To construct gene-sharing networks and identify potential HGTs, Kairos19 derep-detect was used. Kairos derep-detect identifies near identical ( ≥ 99% identity) proteins in contigs with different taxonomic classifications (determined here using mmseqs268 with gtdb69,70 v202 as the underlying database). To assess support for the presence of variants (in this case as represented by highly similar contigs produced through multiple assembly/co-assembly strategies), Kairos assess input reads to short windows extracted from two contigs corresponding to a variable region. The windows are defined by a length l (where l = 75 bp, by default) to the left and right of the bounds of the aligned regions in both contigs (150 bp total). These edges were then dereplicated using mmseqs2 (--min-seq-id 0.99 -c 0.88 --cov-mode 1). The 88% coverage criterion was empirically found to improve performance19. Reads are aligned to the extracted windows with an imposed minimum alignment length of 100 bp by default, ensuring that at least 25 bp of the region of variation that is unique to that insertion is represented in the aligned region. By including both windows in the read alignment step, reads are directly compared to the two similar loci simultaneously, thus reducing the likelihood that reads from one will erroneously map to the other. Contigs are deemed present if 90% or more of the distinguishing loci are detected. To identify MAGs that were associated with the putative HGTs observed, we compared their taxonomic annotations to those of the contigs in the resistance gene-MGE catalog.

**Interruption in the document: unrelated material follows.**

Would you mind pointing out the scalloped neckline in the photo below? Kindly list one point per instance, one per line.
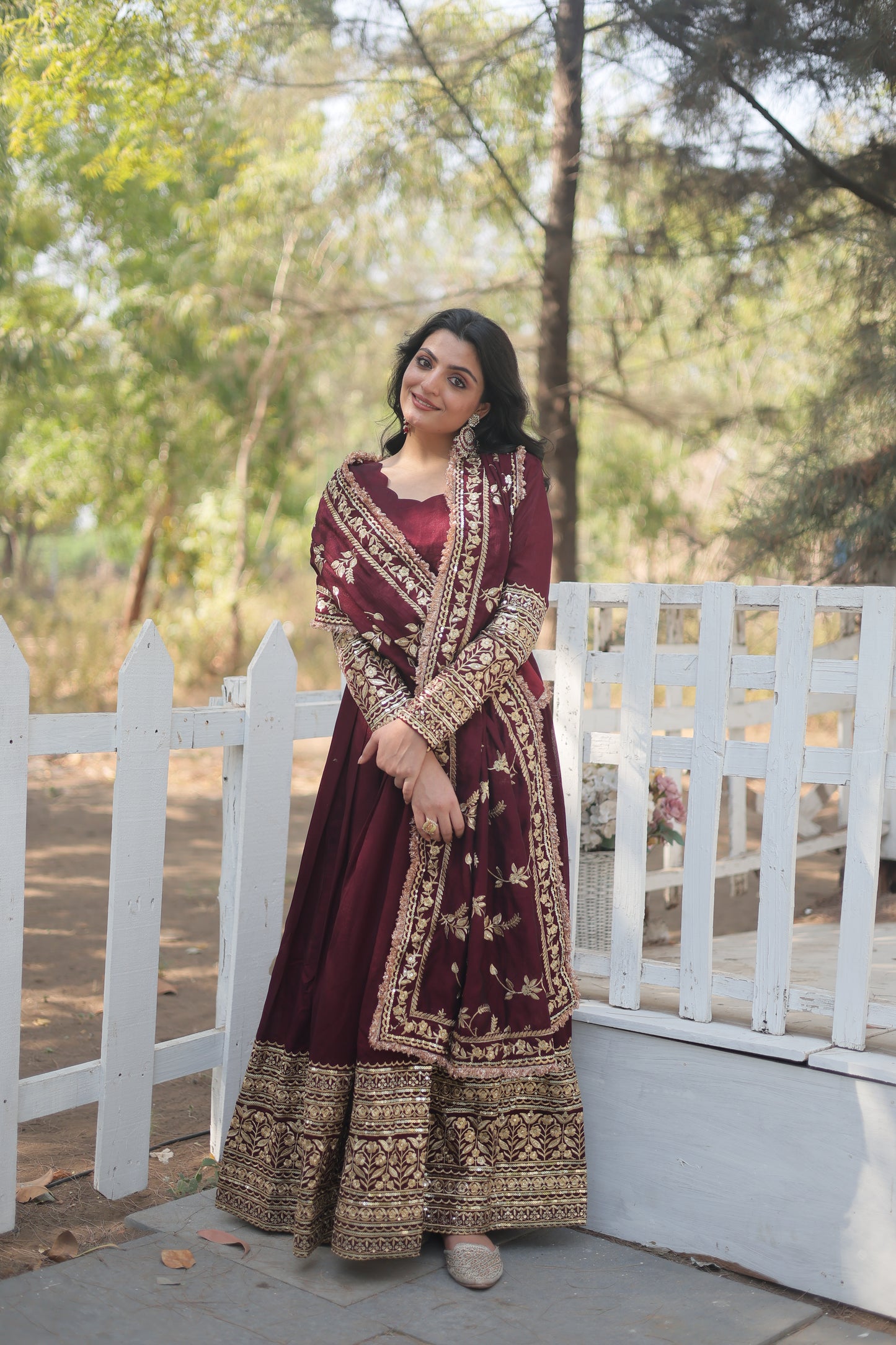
(405, 499)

Suspect Screening of PPCPs

All water samples were pre-filtered through 0.7 µm glass fibre filters (Whatman, Maidstone, UK). Triplicate samples (200 mL each) were then extracted for the target analytes, cleaned up of background matrixes, and finally concentrated using solid phase extraction (SPE). The final extracts were then qualitatively screened for the presence of a total of 138 PPCPs on an ultra-performance liquid chromatography-tandem mass spectrometry (UPLC/MS/MS) using the method described in (Supplementary Methods S2). The multi-compound screening approach employing UPLC/MS/MS used a custom-made compound identification database and was semi-quantitative. This approach enables the calculation of relative change based on peak areas of a screened compound in samples among those tested within one analytical batch of samples analyzed. Because quantification for all 138 compounds that were screened for in all water samples was prohibitively expensive and time-consuming, all samples collected over the course of the experiment were extracted, cleaned up, and analyzed within one analytical batch to ensure the tracking of a compound’s relative change over time by comparing its peak area in the samples.

Reporting summary

Further information on research design is available in the Nature Portfolio Reporting Summary linked to this article.